Whereas claims of attacking Sony’s techniques had been initially made by an extortion group known as RansomedVC, a distinct menace actor has touted themselves to be the attackers and refuted RansomedVC’s claims.
To date, over 3.14 GB of uncompressed knowledge, allegedly belonging to Sony, has been dumped on hacker boards.
Sony investigating as 3.14 GB of information leaked
This week, a menace actor by the identify of RansomedVC claimed it had hacked SONY.com and put its “knowledge and entry” up on the market.
“We have now efficiently [compromised] all of Sony techniques,” learn a be aware posted on RansomedVC’s onion leak website. “We wont ransom them! we are going to promote the info. on account of Sony not desirous to pay.”
(BleepingComputer)
BleepingComputer noticed the pattern knowledge posted by RansomedVC was minuscule, about 2 MB—comprising a PowerPoint presentation, some Java supply code information, Eclipse IDE screenshots, and different property.
RansomedVC claimed to BleepingComputer that it had breached Sony’s networks and stolen 260 GB of information through the assault that they’re trying to promote for $2.5 million.
Opposite to its identify, RansomedVC is an extortion group, somewhat than a ransomware operation, as they instructed us they’re nonetheless creating an encryptor.
We reached out to Sony Company for affirmation concerning the assault.
“We’re at present investigating the scenario, and we have now no additional remark presently,” a Sony Group Company spokesperson instructed BleepingComputer this morning.
Nevertheless, the issues have develop into murky, with one other menace actor ‘MajorNelson’ additionally claiming accountability for the assault, and refuting RansomedVC’s claims.

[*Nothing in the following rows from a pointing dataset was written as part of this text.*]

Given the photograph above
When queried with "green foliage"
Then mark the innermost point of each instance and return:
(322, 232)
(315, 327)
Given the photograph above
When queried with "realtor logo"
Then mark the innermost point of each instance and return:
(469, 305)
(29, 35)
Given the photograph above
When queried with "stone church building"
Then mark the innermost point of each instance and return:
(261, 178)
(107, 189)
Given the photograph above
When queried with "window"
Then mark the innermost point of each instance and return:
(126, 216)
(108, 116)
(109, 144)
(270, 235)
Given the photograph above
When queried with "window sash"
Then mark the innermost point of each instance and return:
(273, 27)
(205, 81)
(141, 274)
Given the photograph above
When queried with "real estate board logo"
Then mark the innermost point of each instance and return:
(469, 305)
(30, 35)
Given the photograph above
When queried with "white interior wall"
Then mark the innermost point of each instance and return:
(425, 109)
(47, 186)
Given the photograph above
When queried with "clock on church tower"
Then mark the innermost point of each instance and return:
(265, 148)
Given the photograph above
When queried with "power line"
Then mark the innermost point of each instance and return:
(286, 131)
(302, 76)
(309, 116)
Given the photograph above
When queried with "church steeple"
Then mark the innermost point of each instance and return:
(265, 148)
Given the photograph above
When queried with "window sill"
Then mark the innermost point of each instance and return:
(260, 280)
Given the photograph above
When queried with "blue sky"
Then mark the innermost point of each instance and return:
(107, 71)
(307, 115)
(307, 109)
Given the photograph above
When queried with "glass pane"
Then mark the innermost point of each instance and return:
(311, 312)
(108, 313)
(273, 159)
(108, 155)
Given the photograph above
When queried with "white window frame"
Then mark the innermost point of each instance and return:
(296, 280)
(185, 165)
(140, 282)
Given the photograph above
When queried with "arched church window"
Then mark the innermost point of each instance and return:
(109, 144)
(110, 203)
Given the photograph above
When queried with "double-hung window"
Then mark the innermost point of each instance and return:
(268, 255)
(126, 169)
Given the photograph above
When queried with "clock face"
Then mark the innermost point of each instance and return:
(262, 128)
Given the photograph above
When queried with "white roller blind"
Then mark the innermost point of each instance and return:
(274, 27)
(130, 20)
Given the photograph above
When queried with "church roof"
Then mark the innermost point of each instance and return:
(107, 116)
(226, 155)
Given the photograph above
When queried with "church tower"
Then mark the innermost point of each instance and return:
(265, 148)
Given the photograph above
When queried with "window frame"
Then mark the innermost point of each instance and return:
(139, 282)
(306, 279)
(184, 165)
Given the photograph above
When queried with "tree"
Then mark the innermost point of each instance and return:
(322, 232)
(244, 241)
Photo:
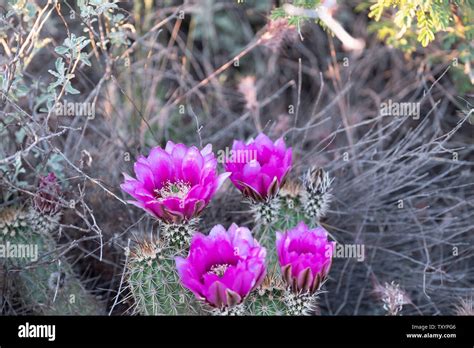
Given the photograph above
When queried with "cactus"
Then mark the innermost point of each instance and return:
(268, 299)
(307, 202)
(47, 286)
(154, 283)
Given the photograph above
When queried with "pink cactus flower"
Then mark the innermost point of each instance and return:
(174, 184)
(305, 257)
(223, 267)
(259, 168)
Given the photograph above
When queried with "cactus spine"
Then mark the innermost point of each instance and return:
(47, 285)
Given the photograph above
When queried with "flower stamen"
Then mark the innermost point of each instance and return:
(219, 270)
(178, 189)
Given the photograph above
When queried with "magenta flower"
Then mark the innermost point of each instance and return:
(174, 184)
(223, 267)
(259, 167)
(305, 257)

“You journalists consider the ransomware crew for lies. Far too gullible, you ought to be ashamed,” the menace actor MajorNelson posted on BreachForums, criticizing current information studies which have attributed the assault as actual with out affirmation and credited RansomedVC.
“RansomedVCs are scammers who’re simply attempting to rip-off you and chase affect. Benefit from the leak.”
(BleepingComputer)
Opposite to posting a small pattern, MajorNelson has “leaked at no cost” a 2.4 GB compressed archive, which incorporates 3.14 GB of uncompressed knowledge that it claims belongs to Sony.
The menace actor states that the dump incorporates:
“A number of credentials for inner techniques,” and information associated to:
- SonarQube
- Creators Cloud
- Sony’s certificates
- A tool emulator for producing licenses
- qasop safety
- Incident response insurance policies
- and extra.
BleepingComptuer additional noticed the archive posted by MajorNelson had all the information that had been current in RansomedVC’s small pattern, however definitive attribution stays a problem.
Whereas the info shared by the attackers does seem to belong to Sony, BleepingComputer was not capable of independently confirm the veracity of both menace actor’s claims.
Previous to this week’s allegations, Sony’s most outstanding encounter with a cyber assault occurred in 2014 when North Korean hackers breached Sony Footage in an try to censure the screening of the movie, The Interview.